Donald Trump has been extremely litigious over the years, which is not surprising since he is a businessman of great public notoriety. But he has expressed no views on tort reform. One could speculate that he might favor it given the lawsuits his hotels surely face from injured plaintiffs. He states that he doesn’t settle lawsuits. Institutional defendants often make this type of statement to ward off lawsuits, a policy that may be discarded when settlement is seen as wise.
Then U.S. senators Hillary Clinton and Barack Obama in 2005 jointly sponsored legislation to establish a National Medical Error Disclosure and Compensation Program. The bill was killed in Senate committee.
Ted Cruz, hearkening back to the second President Bush and his campaign against “junk lawsuits”, has championed tort reform to restrict malpractice and other wrongful injury and death lawsuits, limiting how much a jury can award a harmed individual for pain and suffering and in punitive damages. Yet, Cruz while in private practice, in 2010 and 2011, worked on tort cases to secure $50 million-plus jury awards prompted by corporate malfeasance.

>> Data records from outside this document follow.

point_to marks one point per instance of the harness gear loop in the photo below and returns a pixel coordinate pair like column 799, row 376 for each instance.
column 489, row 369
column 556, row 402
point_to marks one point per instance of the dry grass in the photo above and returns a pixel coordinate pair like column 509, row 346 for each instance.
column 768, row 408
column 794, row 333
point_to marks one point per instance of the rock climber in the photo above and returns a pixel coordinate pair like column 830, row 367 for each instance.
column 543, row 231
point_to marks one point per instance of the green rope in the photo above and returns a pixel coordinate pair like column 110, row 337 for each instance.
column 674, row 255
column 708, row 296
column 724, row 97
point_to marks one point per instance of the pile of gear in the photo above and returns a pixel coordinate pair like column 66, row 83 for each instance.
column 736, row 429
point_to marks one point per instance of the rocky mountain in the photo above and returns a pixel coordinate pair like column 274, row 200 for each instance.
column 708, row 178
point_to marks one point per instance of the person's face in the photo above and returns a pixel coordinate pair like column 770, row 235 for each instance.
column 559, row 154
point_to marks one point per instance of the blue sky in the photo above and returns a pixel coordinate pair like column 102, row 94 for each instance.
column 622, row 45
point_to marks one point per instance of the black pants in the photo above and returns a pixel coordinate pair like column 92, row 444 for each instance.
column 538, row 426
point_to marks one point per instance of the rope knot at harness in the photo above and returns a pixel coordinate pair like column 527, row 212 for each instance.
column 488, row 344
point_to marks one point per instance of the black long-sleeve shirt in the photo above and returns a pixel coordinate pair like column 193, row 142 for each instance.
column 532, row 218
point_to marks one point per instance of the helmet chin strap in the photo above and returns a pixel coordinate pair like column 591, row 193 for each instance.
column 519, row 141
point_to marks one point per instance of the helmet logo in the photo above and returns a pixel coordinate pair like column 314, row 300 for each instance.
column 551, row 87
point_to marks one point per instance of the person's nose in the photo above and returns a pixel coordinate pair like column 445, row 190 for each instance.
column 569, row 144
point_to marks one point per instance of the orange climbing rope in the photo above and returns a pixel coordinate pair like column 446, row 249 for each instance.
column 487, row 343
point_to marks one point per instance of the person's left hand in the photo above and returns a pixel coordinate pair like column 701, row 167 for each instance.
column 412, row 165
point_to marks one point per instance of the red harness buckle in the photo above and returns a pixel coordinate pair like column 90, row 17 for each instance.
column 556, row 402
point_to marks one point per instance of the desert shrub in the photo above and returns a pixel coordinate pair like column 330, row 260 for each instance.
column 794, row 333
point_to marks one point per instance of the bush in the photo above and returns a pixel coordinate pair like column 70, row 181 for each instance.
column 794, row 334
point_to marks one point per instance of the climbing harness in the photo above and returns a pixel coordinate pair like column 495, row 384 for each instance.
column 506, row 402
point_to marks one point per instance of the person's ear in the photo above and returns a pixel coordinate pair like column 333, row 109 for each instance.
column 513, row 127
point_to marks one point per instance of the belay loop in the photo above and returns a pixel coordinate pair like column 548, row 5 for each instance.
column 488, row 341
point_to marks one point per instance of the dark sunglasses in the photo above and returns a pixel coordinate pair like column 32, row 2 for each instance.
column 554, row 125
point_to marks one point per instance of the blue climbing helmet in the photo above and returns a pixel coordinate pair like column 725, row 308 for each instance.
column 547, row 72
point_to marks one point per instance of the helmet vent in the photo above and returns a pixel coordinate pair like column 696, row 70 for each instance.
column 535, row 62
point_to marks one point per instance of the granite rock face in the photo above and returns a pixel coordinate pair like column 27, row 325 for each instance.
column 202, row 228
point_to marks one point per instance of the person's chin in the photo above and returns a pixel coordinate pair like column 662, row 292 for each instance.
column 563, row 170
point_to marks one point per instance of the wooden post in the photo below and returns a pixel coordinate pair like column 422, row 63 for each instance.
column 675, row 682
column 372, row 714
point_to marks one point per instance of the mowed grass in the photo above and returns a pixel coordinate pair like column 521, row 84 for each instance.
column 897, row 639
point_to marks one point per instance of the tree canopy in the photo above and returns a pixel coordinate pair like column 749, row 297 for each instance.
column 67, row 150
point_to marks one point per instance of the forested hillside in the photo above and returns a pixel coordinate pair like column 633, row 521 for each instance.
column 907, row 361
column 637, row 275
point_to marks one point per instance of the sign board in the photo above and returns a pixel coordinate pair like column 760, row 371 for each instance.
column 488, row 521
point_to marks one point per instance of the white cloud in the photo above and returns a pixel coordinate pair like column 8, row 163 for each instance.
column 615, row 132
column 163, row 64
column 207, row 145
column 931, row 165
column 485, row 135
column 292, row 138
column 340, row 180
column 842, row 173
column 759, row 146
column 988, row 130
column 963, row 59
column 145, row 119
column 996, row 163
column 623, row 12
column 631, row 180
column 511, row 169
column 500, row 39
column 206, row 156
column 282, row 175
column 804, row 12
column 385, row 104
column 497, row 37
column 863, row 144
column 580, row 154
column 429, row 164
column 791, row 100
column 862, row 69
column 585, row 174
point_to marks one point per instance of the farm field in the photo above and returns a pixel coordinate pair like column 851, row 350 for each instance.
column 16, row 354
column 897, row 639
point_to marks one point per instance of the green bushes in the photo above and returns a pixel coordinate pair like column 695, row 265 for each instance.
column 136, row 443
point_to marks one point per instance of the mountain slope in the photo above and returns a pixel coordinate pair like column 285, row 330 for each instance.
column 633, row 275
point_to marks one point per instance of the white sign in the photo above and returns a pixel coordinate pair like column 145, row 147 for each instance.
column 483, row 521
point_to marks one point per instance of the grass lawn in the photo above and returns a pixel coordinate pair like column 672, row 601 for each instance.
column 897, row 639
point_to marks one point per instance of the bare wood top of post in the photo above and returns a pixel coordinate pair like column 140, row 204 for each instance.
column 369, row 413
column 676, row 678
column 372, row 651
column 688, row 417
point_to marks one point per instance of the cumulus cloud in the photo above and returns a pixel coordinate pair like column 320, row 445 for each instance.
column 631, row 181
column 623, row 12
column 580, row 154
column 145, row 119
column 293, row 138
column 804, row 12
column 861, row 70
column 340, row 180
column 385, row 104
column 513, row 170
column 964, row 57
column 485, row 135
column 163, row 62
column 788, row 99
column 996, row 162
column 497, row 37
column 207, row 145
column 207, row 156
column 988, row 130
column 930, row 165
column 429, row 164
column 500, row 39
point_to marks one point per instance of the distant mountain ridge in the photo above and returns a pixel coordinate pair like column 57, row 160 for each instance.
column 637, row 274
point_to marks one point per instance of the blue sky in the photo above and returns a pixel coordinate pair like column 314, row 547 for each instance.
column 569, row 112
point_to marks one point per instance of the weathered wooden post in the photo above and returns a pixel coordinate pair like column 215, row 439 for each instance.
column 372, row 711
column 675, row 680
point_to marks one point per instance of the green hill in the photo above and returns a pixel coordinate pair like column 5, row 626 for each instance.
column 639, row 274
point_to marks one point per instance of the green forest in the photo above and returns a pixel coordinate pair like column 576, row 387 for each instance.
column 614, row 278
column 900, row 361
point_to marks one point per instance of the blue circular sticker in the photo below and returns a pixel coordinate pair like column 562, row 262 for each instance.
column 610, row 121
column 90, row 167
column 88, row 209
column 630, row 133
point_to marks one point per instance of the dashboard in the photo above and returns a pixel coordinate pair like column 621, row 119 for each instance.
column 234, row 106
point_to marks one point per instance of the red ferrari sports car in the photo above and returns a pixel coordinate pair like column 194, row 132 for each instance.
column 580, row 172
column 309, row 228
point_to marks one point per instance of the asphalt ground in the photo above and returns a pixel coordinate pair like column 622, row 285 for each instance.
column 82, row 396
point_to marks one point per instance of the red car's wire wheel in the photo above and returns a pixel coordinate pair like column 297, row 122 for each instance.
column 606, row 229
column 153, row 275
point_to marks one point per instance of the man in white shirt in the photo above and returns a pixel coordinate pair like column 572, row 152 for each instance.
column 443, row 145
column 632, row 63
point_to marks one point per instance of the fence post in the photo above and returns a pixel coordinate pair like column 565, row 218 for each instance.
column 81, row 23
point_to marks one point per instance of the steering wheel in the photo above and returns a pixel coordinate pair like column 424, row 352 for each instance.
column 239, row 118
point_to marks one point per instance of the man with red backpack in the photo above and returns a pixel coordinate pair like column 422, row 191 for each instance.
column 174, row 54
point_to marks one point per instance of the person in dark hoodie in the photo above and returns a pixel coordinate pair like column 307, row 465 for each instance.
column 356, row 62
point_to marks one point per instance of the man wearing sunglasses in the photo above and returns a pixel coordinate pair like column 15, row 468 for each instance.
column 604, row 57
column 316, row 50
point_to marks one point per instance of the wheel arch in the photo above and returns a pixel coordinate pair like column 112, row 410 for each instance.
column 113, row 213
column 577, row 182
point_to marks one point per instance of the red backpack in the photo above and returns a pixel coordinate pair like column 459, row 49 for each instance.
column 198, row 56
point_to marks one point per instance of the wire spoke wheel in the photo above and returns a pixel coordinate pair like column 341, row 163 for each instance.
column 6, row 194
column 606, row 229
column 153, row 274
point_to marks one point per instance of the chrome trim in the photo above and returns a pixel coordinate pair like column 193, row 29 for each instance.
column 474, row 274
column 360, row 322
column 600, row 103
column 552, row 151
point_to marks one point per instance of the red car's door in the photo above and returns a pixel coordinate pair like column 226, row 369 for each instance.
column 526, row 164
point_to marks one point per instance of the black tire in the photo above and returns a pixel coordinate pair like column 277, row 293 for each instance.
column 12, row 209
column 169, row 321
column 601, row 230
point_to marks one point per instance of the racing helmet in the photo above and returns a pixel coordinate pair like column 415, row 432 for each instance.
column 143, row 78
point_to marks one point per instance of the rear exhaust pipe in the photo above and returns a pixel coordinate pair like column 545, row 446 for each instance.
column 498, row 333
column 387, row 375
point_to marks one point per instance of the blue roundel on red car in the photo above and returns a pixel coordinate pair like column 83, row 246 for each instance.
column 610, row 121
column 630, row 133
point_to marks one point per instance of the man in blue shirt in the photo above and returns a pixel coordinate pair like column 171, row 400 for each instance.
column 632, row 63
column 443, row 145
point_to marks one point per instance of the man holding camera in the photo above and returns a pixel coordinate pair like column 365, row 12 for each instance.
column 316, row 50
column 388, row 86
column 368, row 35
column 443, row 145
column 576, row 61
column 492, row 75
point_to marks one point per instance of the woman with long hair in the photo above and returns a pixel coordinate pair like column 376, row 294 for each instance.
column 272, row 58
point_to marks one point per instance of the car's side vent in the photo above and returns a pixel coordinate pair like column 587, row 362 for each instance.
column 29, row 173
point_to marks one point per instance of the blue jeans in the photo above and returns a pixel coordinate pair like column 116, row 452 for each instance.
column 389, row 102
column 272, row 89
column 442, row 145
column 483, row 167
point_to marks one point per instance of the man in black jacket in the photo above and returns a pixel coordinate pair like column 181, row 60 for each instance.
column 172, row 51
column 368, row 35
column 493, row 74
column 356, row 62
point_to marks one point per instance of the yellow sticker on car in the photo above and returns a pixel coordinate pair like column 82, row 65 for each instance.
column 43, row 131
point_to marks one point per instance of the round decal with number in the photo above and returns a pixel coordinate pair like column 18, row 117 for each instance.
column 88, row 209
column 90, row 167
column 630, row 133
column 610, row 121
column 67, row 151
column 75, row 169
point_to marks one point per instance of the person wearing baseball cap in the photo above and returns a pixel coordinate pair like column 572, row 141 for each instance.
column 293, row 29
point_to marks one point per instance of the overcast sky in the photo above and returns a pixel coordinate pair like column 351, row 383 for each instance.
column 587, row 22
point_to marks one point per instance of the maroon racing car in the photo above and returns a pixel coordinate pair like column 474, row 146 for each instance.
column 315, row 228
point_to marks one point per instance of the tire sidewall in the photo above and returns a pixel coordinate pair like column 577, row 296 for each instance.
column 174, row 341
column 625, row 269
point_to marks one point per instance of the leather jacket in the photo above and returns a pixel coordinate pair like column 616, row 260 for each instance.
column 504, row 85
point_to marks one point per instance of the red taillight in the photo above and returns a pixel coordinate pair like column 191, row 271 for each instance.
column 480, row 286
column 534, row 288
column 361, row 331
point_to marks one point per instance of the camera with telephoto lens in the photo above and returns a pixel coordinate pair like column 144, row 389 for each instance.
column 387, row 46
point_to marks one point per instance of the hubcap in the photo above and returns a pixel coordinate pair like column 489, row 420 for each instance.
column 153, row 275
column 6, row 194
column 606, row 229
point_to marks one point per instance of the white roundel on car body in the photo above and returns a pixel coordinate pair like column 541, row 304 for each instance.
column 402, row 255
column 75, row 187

Bernie Sanders voted no on a bill that would have limited the awards that plaintiffs and their attorneys could be given in medical malpractice cases to $250,000. The bill would also have limited punitive damages to $250,000. Punitive damages would have been banned against makers and distributors of FDA approved medical products. The bill would have capped attorneys’ contingency fees to 40% of the first $50,000 in damages; 33.3% of the next $50,000; 25% of the next $500,000; and 15% of any amount greater than $600,000.
John Kasich favors tort reform, and, in support of his position, cites the hugely overblown spilt McDonald’s coffee case.